The aim of Mathletes in South Africa is to alleviate the anxiety associated with maths by turning it into a fun competition for pupils.
(Images: Peace Corps South Africa)
• Chris Ames
Peace Corps South Africa
+27 76 527 2492
A pair of American university graduates is giving grade six pupils at two North West province schools a shot at success by incorporating a fun contest, run over two school terms, through which they can improve their mathematics skills.
Volunteers for the Peace Corps in South Africa, Chris Ames and Genna Cummins, hold BSc degrees in maths and applied sciences respectively. Ames graduated from the University of Illinois at Chicago, while Cummins studied at the University of the Cumberlands in Kentucky.
After their arrival in South Africa in 2011, the two conceptualised the competition, called Mathletes for two schools where they currently volunteer, in the Thutlwane and Madibogo villages. Mathletes is based on the popular US programme aimed at getting pupils competitive in maths.
Removing the anxiety from learning
Their vision for participants, says Ames, is to remove the anxiety with which pupils often approach maths. Although there is no prize for the ultimate winners, the volunteers are encouraged by the fact that the pupils’ skills will be improved.
“One of the many reasons that maths skills are so poor in rural South Africa is the amount of intimidation and anxiety the subject induces in pupils,” he says.
The idea of Mathletes is already well known in the US, he adds, so they thought an adaptation for South African pupils would be helpful and fun.
“For many students, competition is an effective way to encourage them to learn.”
Six schools participated in the contest at the beginning of the second term around April 2012, with each sending six pupils to take part in three rounds of the contest. The teams meet at a central point after school every Wednesday, which is generally dedicated to sports activities at most public schools.
Each team has to win as many points for their school as possible to avoid elimination and make it to the next round. The team with the highest score at the end of the day is the winner for that week.
In the first round, all of the players attempt to answer a multiplication question. The first student to answer the question correctly gains a point. In round two, the students answer questions in five different categories of varying degrees of difficulty and point values. In the third round, each team has five minutes to solve one final problem.

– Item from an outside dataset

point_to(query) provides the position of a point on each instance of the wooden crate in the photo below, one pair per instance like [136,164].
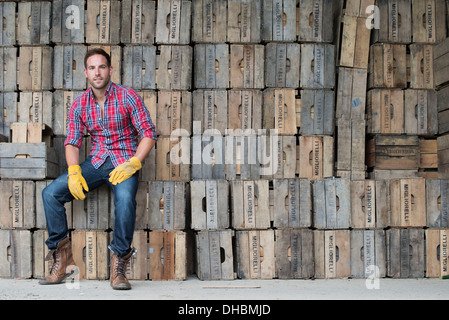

The games are all based on the approved national curriculum for schools, Ames explains. “For this reason we had to focus on one grade when we designed the questions.”
“We felt it would be best to target the highest primary school level to minimise language barriers.”
The competition runs from around 1pm to 3pm, with the host school in charge of providing and setting up a projector. At least two teachers facilitate for the duration of the game, which is partly presented on Powerpoint.
The only requirement for schools wishing to participate is that they be situated in the Madibogo and Setlagole areas. Those from outside these areas can contact Thutlwane Primary School to make arrangements.
To keep the ball rolling, Ames and Cummins have designed a template that teachers will be able to use for the 2014 round, when the two volunteers will be back in the US. The pair will still be in South Africa for the start of next year’s contest in April.
Using the template, the schools will be able to create their own games using a list of topics they should expect to be addressed in each game. Ames and Cummins also assisted teachers in the writing of maths problems to keep the challenge sustainable.
Potential vs. opportunities
With time, the volunteers hope to create templates of the game for other grades as well. They also intend to expand the initiative to other schools within a reasonable distance, for logistical reasons.
“It has always been our goal to eventually have Mathletes run by the schools themselves without our aid,” says Ames. “I see potential in the pupils in South Africa, but opportunities for them seem scarce.”
“By the time we leave we hope to have provided schools and communities with sustainable development in areas where our skills and their needs meet.”
About Peace Corps
The Peace Corps programme was established in South Africa in 1997, and more than 1 050 volunteers from the US have served all around the country to date. There are currently 183 volunteers placed in different areas where their expertise in health and education services is used daily to benefit disadvantaged communities.
As part of their programme, volunteers are encouraged to learn as many of South Africa’s indigenous languages as possible to help make their work easier. The education focus is usually on primary schools in the country’s rural areas, while other volunteers work in health services at community health and HIV/Aids centres as well as with home-based care organisations.
As education Peace Corps volunteers, Ames and Cummins were assigned to schools, and were tasked to help improve the proficiency of pupils in certain subjects. They will be based at their schools until September 2013.